With housing shaping up to be a big campaign issue ahead of October’s federal election, Finance Minister Bill Morneau has signalled his pre-election budget on March 19 will include measures aimed at making housing more affordable for young buyers.
Since Morneau first hinted in January that the government is considering ways to address housing affordability, experts have weighed in with suggestions like increasing maximum amortization periods — the total length of time it takes to pay off a mortgage – and changing mortgage stress test rules.
The Toronto Real Estate Board notably called for a review of the Office of the Superintendent of Financial Institutions’ mortgage rules earlier this month, after Toronto’s housing market posted its biggest monthly sales decline in a year in February.
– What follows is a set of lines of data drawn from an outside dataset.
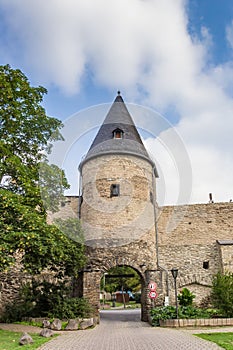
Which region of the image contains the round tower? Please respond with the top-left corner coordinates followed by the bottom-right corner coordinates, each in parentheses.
top-left (77, 93), bottom-right (161, 320)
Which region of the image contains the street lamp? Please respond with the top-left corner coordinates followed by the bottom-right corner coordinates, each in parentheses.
top-left (171, 267), bottom-right (178, 318)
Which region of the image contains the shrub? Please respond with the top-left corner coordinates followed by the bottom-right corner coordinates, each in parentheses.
top-left (177, 288), bottom-right (196, 306)
top-left (211, 272), bottom-right (233, 317)
top-left (1, 280), bottom-right (93, 322)
top-left (151, 305), bottom-right (214, 326)
top-left (151, 306), bottom-right (176, 326)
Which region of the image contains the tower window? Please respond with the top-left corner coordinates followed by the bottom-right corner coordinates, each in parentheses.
top-left (203, 261), bottom-right (209, 270)
top-left (113, 128), bottom-right (124, 139)
top-left (110, 184), bottom-right (120, 197)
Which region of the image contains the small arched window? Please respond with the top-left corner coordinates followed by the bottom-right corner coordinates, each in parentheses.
top-left (112, 128), bottom-right (124, 139)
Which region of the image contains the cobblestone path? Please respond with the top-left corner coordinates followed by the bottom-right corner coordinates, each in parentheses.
top-left (37, 310), bottom-right (222, 350)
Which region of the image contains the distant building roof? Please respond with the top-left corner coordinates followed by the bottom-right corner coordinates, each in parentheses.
top-left (80, 92), bottom-right (158, 176)
top-left (217, 240), bottom-right (233, 245)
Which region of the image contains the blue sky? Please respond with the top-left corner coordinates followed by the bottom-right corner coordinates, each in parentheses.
top-left (0, 0), bottom-right (233, 204)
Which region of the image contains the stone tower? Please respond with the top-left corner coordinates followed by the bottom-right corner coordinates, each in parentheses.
top-left (79, 92), bottom-right (161, 321)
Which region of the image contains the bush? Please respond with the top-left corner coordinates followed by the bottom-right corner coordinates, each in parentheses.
top-left (1, 280), bottom-right (93, 322)
top-left (151, 306), bottom-right (176, 326)
top-left (177, 288), bottom-right (196, 306)
top-left (151, 305), bottom-right (214, 326)
top-left (211, 272), bottom-right (233, 317)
However, only 15 per cent of respondents to Zoocasa’s poll said changes to the stress test rules would be the most helpful government measure, while more than one-quarter (28 per cent) said the most effective action would be increasing the first-time homebuyers’ tax credit. Only 10 per cent said raising the maximum mortgage amoritization rate would be the best option to ease affordability issues.
The poll was conducted online from March 1 to 11 and surveyed more than 1,000 people living in Canada.